I would not mask the data and view all the results across the whole FOV. I would select the overlay volume as the stimulus or GLT betas you care about (which you are already doing!), since you have scaled the data and then choose the stats volume for thresholding, and then apply a transparent threshold by clicking the "A" and "B" buttons above the colorbar in the GUI. Now, you can see results everywhere in a meaningful-yet-focused way. This is the way the APQC HTML stats volumes in the "vstat" section will be presented, to help you check everything. Looking without a threshold is fine, too.

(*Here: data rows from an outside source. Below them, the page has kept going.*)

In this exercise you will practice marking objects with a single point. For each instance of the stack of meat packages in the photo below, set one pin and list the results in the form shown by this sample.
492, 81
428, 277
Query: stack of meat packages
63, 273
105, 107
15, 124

Individual subject data will be noisy. Alignment to a template space won't be perfect for every sulcus+gyrus (but hopefully it looks overall pretty good!). Draining veins and magnetic field effects can make meaningful-looking betas appear in odd places. That can be OK, as long as their aren't very weird or extreme patterns. Some brain masking won't be perfect either, but to be sure, are those temporal lobes or anything (from looking at the red mask region above in the first post, it doesn't look like a lot from that mask overhangs outside the data?)? Oh, I wonder if you are applying a different mask (full_mask.${subj}+tlrc.HEAD) than what we would recommend as the "subject final" mask, namely mask_epi_anat*HEAD, which is what is shown in in the first images (the filename is written above the images). But again, I would not apply the mask to my 3dDeconvolve mask---see everywhere to know what is happening everywhere, to the fullest extent.

--pt

AndyJHKim · March 25, 2025, 1:53am

Ah, I see now. Thank you so much for the detailed explanation, Dr. Taylor. Truly appreciate your guidance!